Das erste Mal auf Fischfang
Mein Großvater, Friedrich Mumm und mein Vater betrieben mit je einem Drittel die Fischerei. Mein Großvater hatte schon vorher mit Friedrich Mumms Vater zusammen gefischt. Als der alte Mumm starb übernahm sein Sohn Friedrich seinen Part. Mein Vater war der dritte Partner. Sie hatten sich 1903 bei der Eckernförder Glasau-Werft eine fast 13 Meter lange Quase (in Eckernförde sagte man „Quatsch” dazu) bauen lassen. Das war ein Kielfischerboot mit Gaffelsegel und Bünn. Ein paar Jahre später ließen sie sich einen Einzylinder-Glühkopfmotor 10 PS einbauen. Die meiste Zeit segelten sie, weil es billiger war.
Es war im Mai 1909, ich war nun bald 9 Jahre alt, so fing ich an, wie auch andere Fischerjungs ihre Väter, meinen Vater zu tribulieren, dass ich mit zum Fischfang wollte. Aber mein Vater wollte noch nicht so recht. Ich ließ aber nicht locker, bis er zuletzt ja sagte. Er sagte „fang mir aber nicht an zu jammern, wenn du seekrank wirst, dass du wieder nach Hause zu Mutter willst! Wenn du mit an Bord bist, musst du mit anpacken, das ist keine Vergnügungsfahrt. Du gehörst dann mit zu Crew als vierter Mann, so wie dein Großvater, Fiete Mumm und Ich. Ich meinte, was solle ich wohl Seekrank werden, ich sei doch ein Fischerjung. „Na ja”, sagte mein Vater, „wir kriegen es ja zu sehen. Wenn nach Pfingsten Fangwetter ist, geht es los. Wir wollen mit Heringsnetzen fischen. Mit Buttnetzen ist kein Blumentopf zu gewinnen, durch die lange Ostwind-Periode ist bloß Schiet und Schlick auf den Netze und viel mehr als Arbeit ist nicht drin.”
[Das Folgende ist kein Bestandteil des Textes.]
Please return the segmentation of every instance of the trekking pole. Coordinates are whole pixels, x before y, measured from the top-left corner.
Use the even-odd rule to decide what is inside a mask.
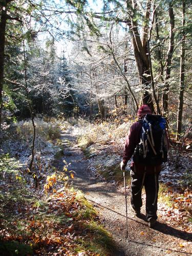
[[[128,237],[128,223],[127,223],[127,206],[126,204],[126,183],[125,183],[125,170],[123,172],[123,178],[124,178],[124,196],[125,198],[125,207],[126,207],[126,235],[125,238]]]

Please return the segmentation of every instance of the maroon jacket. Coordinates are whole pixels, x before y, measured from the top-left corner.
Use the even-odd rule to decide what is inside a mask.
[[[123,162],[125,164],[127,163],[128,161],[131,159],[134,153],[136,145],[140,142],[142,126],[141,123],[135,122],[130,127],[130,130],[125,140],[123,155]],[[157,173],[160,172],[161,171],[161,165],[147,166],[147,173],[154,173],[155,167]],[[136,173],[143,173],[145,165],[132,162],[131,168]]]

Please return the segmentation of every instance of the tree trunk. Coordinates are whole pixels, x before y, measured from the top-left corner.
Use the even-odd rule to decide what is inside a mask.
[[[1,5],[0,6],[2,8]],[[5,41],[6,23],[7,10],[6,9],[4,10],[3,8],[2,8],[0,22],[0,138],[1,135],[2,110],[3,106],[3,88],[4,78]]]
[[[104,100],[103,99],[98,99],[98,105],[99,107],[99,111],[100,114],[101,115],[102,117],[104,117],[105,116],[105,109],[104,106]]]
[[[117,105],[117,95],[114,95],[114,98],[115,98],[115,107],[117,109],[118,105]]]
[[[146,5],[145,14],[146,19],[147,17],[148,19],[150,16],[149,12],[151,5],[151,1],[150,0],[147,1]],[[127,24],[132,37],[132,45],[139,72],[140,84],[142,85],[143,92],[142,103],[148,105],[151,108],[152,112],[154,112],[152,95],[148,92],[148,90],[151,89],[152,79],[147,44],[148,24],[145,25],[143,27],[143,38],[141,42],[138,24],[134,13],[133,13],[132,11],[133,9],[136,9],[136,3],[134,1],[132,1],[132,3],[131,3],[131,0],[127,1],[127,9],[130,17],[128,17],[127,18]]]
[[[181,42],[181,57],[180,57],[180,92],[179,96],[178,109],[177,119],[177,140],[180,137],[182,131],[182,119],[183,106],[183,94],[184,88],[185,78],[185,31],[184,26],[185,24],[185,2],[183,0],[183,13],[182,27],[183,29],[182,39]]]
[[[173,2],[169,4],[168,14],[170,20],[169,44],[167,54],[166,65],[165,68],[165,85],[162,97],[162,114],[167,117],[168,114],[168,94],[169,90],[169,82],[168,80],[170,76],[170,70],[172,60],[172,55],[174,50],[175,33],[175,16],[173,8]]]
[[[25,71],[25,91],[26,93],[26,96],[27,96],[27,102],[28,103],[29,105],[29,108],[30,111],[30,114],[31,114],[31,121],[32,122],[32,125],[33,125],[33,141],[32,141],[32,146],[31,148],[31,160],[30,162],[30,163],[29,164],[29,168],[30,170],[31,171],[33,166],[33,161],[34,161],[34,155],[35,155],[35,136],[36,136],[36,127],[35,127],[35,121],[34,121],[34,113],[33,111],[33,106],[31,104],[30,99],[29,98],[29,92],[28,92],[28,83],[27,83],[27,59],[26,59],[26,51],[25,51],[25,42],[24,41],[23,41],[23,46],[24,46],[24,71]],[[35,177],[33,176],[33,179],[34,179],[34,181],[35,182],[36,186],[37,186],[37,177],[35,175]]]

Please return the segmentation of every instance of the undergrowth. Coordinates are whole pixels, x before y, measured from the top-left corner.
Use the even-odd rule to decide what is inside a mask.
[[[53,133],[55,124],[37,122],[45,143],[58,137],[57,128]],[[19,123],[19,139],[27,141],[25,136],[31,136],[31,128],[29,122]],[[68,171],[70,163],[64,161],[63,169],[58,170],[36,154],[33,172],[39,182],[35,188],[20,160],[9,154],[0,156],[1,254],[109,255],[112,240],[102,231],[97,212],[82,193],[69,186],[74,178],[73,171]]]

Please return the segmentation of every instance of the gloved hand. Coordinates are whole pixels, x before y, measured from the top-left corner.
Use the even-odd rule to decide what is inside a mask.
[[[121,170],[124,171],[125,169],[125,166],[126,166],[126,164],[124,163],[122,161],[121,161],[120,165],[121,165]]]

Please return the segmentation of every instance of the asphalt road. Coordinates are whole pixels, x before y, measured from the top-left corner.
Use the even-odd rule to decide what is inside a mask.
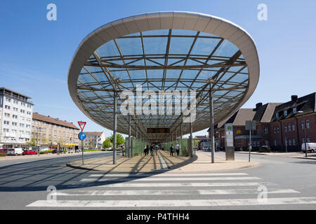
[[[102,152],[85,158],[112,155]],[[247,160],[248,155],[235,158]],[[0,209],[316,209],[316,160],[253,155],[260,167],[220,173],[113,176],[66,166],[80,159],[75,155],[1,161]],[[53,202],[46,191],[50,186],[57,189]],[[265,190],[267,204],[258,201]]]

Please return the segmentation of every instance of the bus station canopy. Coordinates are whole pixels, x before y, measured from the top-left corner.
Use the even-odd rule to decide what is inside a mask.
[[[158,12],[118,20],[88,34],[72,59],[68,88],[80,110],[109,130],[113,130],[114,91],[119,96],[126,90],[136,92],[139,85],[157,94],[195,90],[192,129],[197,132],[210,126],[210,90],[218,123],[251,96],[259,73],[256,45],[241,27],[209,15]],[[119,109],[123,101],[117,97],[117,132],[128,134],[128,115]],[[132,115],[132,135],[137,129],[153,141],[163,141],[172,132],[178,136],[182,118],[178,114]],[[170,133],[147,133],[149,128]],[[190,124],[182,128],[183,134],[190,132]]]

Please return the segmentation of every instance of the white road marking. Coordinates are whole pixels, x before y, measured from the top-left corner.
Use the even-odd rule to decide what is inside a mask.
[[[143,178],[83,178],[81,182],[102,182],[102,181],[234,181],[234,180],[258,180],[258,177],[251,176],[236,176],[236,177],[174,177],[174,178],[159,178],[149,177]]]
[[[256,189],[213,189],[213,190],[68,190],[57,191],[56,196],[110,196],[110,195],[239,195],[258,194]],[[271,189],[268,194],[299,193],[292,189]]]
[[[176,174],[176,173],[168,173],[168,174],[91,174],[89,176],[93,177],[107,177],[107,176],[123,176],[123,177],[142,177],[142,176],[248,176],[247,174],[245,173],[208,173],[208,174],[202,174],[202,173],[192,173],[192,174]]]
[[[229,200],[39,200],[28,207],[197,207],[220,206],[249,206],[272,204],[316,204],[316,197],[268,198],[260,202],[258,198]]]
[[[225,187],[258,186],[274,185],[258,182],[218,182],[218,183],[117,183],[98,186],[98,188],[162,188],[162,187]]]

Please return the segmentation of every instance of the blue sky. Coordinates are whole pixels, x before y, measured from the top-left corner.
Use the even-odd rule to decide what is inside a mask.
[[[57,21],[48,21],[46,6],[57,6]],[[268,21],[257,19],[260,4]],[[88,119],[72,102],[67,76],[82,39],[100,26],[132,15],[186,10],[218,16],[253,37],[261,63],[258,87],[244,105],[282,102],[315,91],[315,0],[81,1],[12,0],[0,6],[0,87],[31,97],[34,111],[77,123],[86,131],[111,132]],[[199,132],[195,135],[204,135]]]

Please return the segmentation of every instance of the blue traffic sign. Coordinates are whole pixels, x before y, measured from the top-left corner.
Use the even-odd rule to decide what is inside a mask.
[[[78,134],[78,137],[79,137],[79,139],[80,140],[81,140],[81,141],[86,139],[86,133],[84,133],[84,132],[80,132],[80,133]]]

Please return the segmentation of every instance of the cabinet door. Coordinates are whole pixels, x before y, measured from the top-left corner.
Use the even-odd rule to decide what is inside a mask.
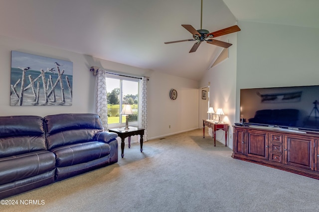
[[[250,157],[268,160],[268,134],[262,131],[247,131],[247,153]]]
[[[314,170],[315,141],[314,139],[294,136],[286,136],[285,164]]]
[[[237,154],[245,154],[245,132],[242,129],[235,128],[234,132],[234,152]]]

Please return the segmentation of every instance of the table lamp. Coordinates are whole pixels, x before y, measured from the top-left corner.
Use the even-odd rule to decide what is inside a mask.
[[[214,109],[212,107],[210,107],[208,108],[208,111],[207,111],[207,113],[209,114],[209,120],[211,120],[212,116],[213,116],[213,113],[215,113],[215,111],[214,111]]]
[[[132,115],[133,114],[133,112],[132,111],[132,108],[131,108],[131,105],[123,105],[123,109],[121,112],[121,115],[126,115],[126,123],[125,124],[125,128],[124,130],[129,130],[129,115]]]
[[[221,122],[220,121],[220,115],[224,115],[223,109],[221,108],[218,108],[217,111],[216,112],[215,114],[218,115],[218,123],[221,123]]]

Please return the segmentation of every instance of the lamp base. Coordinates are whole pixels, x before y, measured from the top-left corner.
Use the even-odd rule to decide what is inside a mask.
[[[126,122],[125,123],[125,128],[124,128],[124,130],[130,130],[130,128],[129,128],[129,115],[126,115]]]

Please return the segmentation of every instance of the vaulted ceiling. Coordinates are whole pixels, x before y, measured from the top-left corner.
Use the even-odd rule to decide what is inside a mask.
[[[192,39],[181,25],[200,28],[200,0],[2,0],[0,34],[199,80],[221,47],[204,43],[189,53],[195,41],[164,42]],[[319,28],[317,0],[203,0],[203,7],[202,28],[210,32],[236,20]],[[216,39],[228,42],[227,35]]]

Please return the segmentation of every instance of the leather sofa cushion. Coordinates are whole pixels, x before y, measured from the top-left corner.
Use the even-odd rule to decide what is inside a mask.
[[[57,167],[72,166],[105,157],[110,145],[103,142],[89,142],[61,146],[52,150],[56,155]]]
[[[94,141],[94,136],[103,131],[100,117],[94,114],[61,114],[44,118],[47,142],[50,150],[66,145]]]
[[[0,158],[46,150],[44,136],[0,138]]]
[[[44,118],[47,133],[70,130],[91,129],[103,131],[103,127],[97,114],[69,113],[50,115]]]
[[[36,116],[0,117],[0,158],[47,150],[42,118]]]
[[[0,137],[40,136],[45,131],[42,118],[37,116],[12,116],[0,117]]]
[[[40,174],[55,169],[55,156],[41,151],[0,159],[0,185]]]
[[[47,135],[46,137],[48,148],[53,149],[67,145],[94,141],[95,134],[98,130],[71,130]]]

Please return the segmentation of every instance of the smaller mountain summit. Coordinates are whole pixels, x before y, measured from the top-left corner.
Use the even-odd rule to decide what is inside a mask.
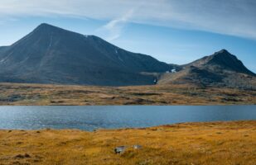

Es waren noch 3 Tage bis Pfingsten und die kamen mich ordentlich lang vor. Aber Pfingstmontag ging es los. Ich hatte tüchtig mitgeholfen beim Einsteinen der Netze und schon vorher passende Steine am Strand gesammelt. Nachmittag um 4 Uhr ging die Fahrt los. Meine Mutter war mit zum Hafen gekommen und gab Vater gute Ratschläge: gut aufpassen und nicht so streng sein, und so weiter.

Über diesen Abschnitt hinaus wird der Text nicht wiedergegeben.